Beni masum bir yere götür

İnsanların manipülasyonunun olmadığı

Anlamsız gürültülerden uzak

Çıkarsız sakin bir yere

Bir ağacın dibinde oturalım mesela

Karşımızda belki de sonu olan bir gökyüzü

Kulaklarımızda rüzgarla dans eden yaprakların sesi

Tenimize temas eden toprağın ılıklığı

Ağzımızda tek başına anlam ifade etmeyen kelimelerin bütünlüğü..

Beni masum bir yere götür

Ne olduğunu bilmediğim gerçekliğin kucağına mesela

Ya da bir okyanusun dibine

Etrafımda dans eden yosunlar

Birbirini takip eden balıklar

Ve göremediğim onlarca varlık.

Ama bir çöp tenekesi kafama çarpmasın mesela

İnsanın elinin değdiği tek bir şey olmasın gittiğimiz o yerde

Belki de ateşi bulduğumuz için sevindiğimiz o zamanlara Yok yok o zamanlarada değil

İnsanın yarattığı sömürünün olmadığı bir çağa

Belki de daha öncesine, nereden geldiğimizi bilmediğimiz o yere

Beni masum bir yere götür.

Betonun hüküm sürdüğü,

Gri, soluk ve soğuk yerlerden uzak

Işıkların loşluğundan ve yapaylığından kaçabileceğim bir yere.

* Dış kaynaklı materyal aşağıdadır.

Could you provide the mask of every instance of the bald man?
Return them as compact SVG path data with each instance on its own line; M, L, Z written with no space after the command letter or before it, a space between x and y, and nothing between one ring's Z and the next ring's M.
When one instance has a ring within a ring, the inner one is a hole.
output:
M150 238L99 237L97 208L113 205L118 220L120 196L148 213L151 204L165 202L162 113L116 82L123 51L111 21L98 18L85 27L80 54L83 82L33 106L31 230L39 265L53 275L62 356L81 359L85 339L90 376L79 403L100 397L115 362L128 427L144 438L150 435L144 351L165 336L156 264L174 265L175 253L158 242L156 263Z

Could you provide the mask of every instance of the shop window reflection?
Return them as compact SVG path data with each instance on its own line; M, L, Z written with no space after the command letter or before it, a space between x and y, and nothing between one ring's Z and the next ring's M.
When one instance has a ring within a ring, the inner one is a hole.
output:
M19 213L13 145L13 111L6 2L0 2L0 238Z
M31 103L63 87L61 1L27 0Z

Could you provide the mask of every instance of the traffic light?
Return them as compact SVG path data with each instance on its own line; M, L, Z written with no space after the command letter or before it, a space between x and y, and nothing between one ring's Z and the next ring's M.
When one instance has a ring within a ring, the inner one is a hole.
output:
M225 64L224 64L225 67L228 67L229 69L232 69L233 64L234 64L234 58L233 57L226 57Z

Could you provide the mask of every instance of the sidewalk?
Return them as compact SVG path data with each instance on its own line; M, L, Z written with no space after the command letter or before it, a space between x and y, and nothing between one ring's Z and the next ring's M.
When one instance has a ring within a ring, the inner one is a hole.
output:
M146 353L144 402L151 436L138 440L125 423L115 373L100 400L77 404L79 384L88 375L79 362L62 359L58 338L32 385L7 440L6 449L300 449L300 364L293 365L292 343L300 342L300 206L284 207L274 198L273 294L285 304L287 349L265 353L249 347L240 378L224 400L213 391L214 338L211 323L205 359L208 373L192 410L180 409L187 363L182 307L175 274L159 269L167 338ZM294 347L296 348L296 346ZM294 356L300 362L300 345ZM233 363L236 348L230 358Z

Yani beni masum bir yere götür

Betonların arasından yeşeren bir ağaç görünce yeşeren umutlarımla

Uzun uzun baktığım resimlerle

Koruyamadığım şu aklımla


Ya hepsini geride bırakarak

Uzanacağım upuzun bir sahile

Ya hepsini beraberimde taşıyarak

Gideceğim ikimizinde masum olmadığını bildiğim yerlere.